Hepatic encephalopathy (HE) is a pathological condition defined by the spectrum of neuropsychiatric abnormalities which result from a liver dysfunction. It is known in the scientific community with a number of different names, such as portosystemic encephalopathy, liver encephalopathy or hepatic coma.
HE presentation can be classified based on the grading of its symptoms with the West Haven classification system. According to this system, there are five different grades of HE described as follows:
Grade 0: No detectable changes in the patient’s personality; minimal changes in memory, coordination, intellectual function and concentration.

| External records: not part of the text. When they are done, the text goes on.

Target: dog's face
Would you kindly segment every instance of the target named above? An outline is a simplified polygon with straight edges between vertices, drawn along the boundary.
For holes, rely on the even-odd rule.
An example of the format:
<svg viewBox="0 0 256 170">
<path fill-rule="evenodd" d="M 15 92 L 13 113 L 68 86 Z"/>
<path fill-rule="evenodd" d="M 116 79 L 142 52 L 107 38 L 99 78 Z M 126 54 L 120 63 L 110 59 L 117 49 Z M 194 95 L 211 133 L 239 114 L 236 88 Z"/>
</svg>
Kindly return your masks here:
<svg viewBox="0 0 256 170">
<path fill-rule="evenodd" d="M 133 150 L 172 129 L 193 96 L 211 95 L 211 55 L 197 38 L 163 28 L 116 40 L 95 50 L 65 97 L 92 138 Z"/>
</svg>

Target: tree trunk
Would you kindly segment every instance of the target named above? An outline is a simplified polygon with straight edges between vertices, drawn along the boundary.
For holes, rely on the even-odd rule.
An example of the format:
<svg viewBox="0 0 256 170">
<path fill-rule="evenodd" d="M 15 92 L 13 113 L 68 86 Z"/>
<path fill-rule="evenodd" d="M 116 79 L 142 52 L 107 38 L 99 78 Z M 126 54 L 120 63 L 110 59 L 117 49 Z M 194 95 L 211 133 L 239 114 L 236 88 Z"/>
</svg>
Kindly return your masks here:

Grade 1: Minimal lack of awareness; decreased attention capability; hypersomnia, insomnia, or inverted sleep pattern; depression usually accompanied by alternated moments of euphoria and irritability; slowed mental task performance (especially mathematical operations); mild confusion.
Grade 2: Marked personality changes usually accompanied by inappropriate behavior and slurred speech; heavily reduced mental task performance; recurrent/intermittent time disorientation; frequent lethargy/apathy.
Grade 4: Coma frequently accompanied by the absence of painful stimuli response.
In grade zero and one HE is also defined as “covert”, because of the minimal evidence of symptoms. By contrast, in the remaining three grades HE is defined as “overt” because of the marked evidence of these symptoms  . The 11th World Congress of Gastroenterology in Vienna (1998) decided to further classify HE based on the underlying cause , in a system which includes three types of disease: type A, associated with acute liver failure, type B, associated with portal-systemic shunting, and type C associated with cirrhosis.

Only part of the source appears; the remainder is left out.